Up to 3,000 banana plantation workers in northern Colombia may lose their jobs as the future of the country’s banana industry is no longer certain, according to a local NGO.
Workers from 32 farms in the northwestern Uraba region may lose their jobs amid the so-called “banana crisis,” reported newspaper El Colombiano.
According to the NGO, Banana Link, the crisis stems from “producers [who] sell their fruit in US dollars and pay nearly all their costs in Colombian pesos.” The report mentioned that the rise in the peso’s value against the dollar over the last year, coupled with serious climatic disruption at the end of 2011 and early 2012, meant increased costs to all producers.
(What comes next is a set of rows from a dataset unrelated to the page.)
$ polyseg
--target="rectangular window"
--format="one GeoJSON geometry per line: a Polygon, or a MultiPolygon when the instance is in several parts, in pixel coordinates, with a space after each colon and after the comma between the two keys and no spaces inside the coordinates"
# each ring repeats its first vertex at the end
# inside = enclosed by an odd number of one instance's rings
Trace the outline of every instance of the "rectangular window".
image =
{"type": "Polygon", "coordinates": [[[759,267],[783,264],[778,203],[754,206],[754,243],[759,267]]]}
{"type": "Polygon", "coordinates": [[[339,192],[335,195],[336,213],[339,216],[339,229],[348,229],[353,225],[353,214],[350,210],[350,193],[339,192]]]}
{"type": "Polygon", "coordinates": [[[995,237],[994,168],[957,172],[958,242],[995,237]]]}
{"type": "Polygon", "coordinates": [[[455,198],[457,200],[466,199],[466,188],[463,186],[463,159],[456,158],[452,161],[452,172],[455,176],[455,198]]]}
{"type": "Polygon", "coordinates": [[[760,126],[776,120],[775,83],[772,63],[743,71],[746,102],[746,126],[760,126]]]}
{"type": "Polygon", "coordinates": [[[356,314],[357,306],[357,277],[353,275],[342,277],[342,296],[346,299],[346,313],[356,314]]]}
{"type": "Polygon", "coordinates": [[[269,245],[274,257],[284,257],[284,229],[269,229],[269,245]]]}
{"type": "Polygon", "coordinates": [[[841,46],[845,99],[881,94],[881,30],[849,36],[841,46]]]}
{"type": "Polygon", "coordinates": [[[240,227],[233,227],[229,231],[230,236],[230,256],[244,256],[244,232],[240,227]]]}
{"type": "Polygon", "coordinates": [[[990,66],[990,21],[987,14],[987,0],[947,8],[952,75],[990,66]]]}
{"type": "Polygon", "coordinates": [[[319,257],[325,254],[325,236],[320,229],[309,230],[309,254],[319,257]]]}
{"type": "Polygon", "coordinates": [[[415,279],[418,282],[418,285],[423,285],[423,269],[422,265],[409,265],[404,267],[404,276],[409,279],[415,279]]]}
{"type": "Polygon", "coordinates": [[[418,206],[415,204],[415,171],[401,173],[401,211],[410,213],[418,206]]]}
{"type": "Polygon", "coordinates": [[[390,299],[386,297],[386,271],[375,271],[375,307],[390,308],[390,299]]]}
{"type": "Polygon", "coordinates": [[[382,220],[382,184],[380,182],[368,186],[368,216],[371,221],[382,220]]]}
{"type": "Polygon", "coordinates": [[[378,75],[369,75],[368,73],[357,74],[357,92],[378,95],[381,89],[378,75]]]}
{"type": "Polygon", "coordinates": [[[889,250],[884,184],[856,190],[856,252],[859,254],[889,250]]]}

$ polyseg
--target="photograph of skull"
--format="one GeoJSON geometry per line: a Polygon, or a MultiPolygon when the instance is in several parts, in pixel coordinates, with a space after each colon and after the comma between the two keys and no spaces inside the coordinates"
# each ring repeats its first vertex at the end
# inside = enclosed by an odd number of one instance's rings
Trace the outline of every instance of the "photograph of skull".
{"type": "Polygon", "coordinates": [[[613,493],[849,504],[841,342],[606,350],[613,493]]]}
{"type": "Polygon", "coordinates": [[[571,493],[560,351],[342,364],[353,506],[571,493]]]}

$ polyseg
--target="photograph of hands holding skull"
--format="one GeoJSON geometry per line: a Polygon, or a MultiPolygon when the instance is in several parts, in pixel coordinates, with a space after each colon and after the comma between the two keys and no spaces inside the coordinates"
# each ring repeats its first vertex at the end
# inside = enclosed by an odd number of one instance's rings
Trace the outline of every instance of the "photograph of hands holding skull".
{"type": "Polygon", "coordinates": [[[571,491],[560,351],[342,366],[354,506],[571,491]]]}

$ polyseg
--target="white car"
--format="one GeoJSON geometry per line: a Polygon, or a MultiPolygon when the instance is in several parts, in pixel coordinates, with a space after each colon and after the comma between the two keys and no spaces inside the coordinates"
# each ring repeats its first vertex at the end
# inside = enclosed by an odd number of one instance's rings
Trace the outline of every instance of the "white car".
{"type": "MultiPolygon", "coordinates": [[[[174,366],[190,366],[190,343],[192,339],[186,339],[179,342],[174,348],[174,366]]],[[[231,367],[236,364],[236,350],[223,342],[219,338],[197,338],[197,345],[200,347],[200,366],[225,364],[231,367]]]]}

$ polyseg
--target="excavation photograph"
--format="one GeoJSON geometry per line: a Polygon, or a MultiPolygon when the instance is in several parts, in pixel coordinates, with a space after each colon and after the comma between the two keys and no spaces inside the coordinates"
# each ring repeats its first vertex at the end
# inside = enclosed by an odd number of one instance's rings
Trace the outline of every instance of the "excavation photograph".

Guillermo Rivera Zapata, president of Sintrainagro, an agricultural workers union in Colombia, noted that the industry provides 100,000 direct and indirect jobs throughout the country. He claimed that cutbacks were responsible for the loss of 4,000 jobs in 2012.
Both the union leader and a number of entrepreneurs share the opinion that the government must take note and intervene, like they have done in the coffee industry. According to some, the newly unemployed workers are susceptible to recruitment from
Rivera called the state of the industry “a time bomb [waiting to] explode.”
Uraba has the second largest rate of unmet basic needs in Colombia with 53.18% of the population living in poverty.
The Colombian government has put forward proposals to combat the issue, such as diversifying crops and introducing pineapple, palm oil and cocoa to the area.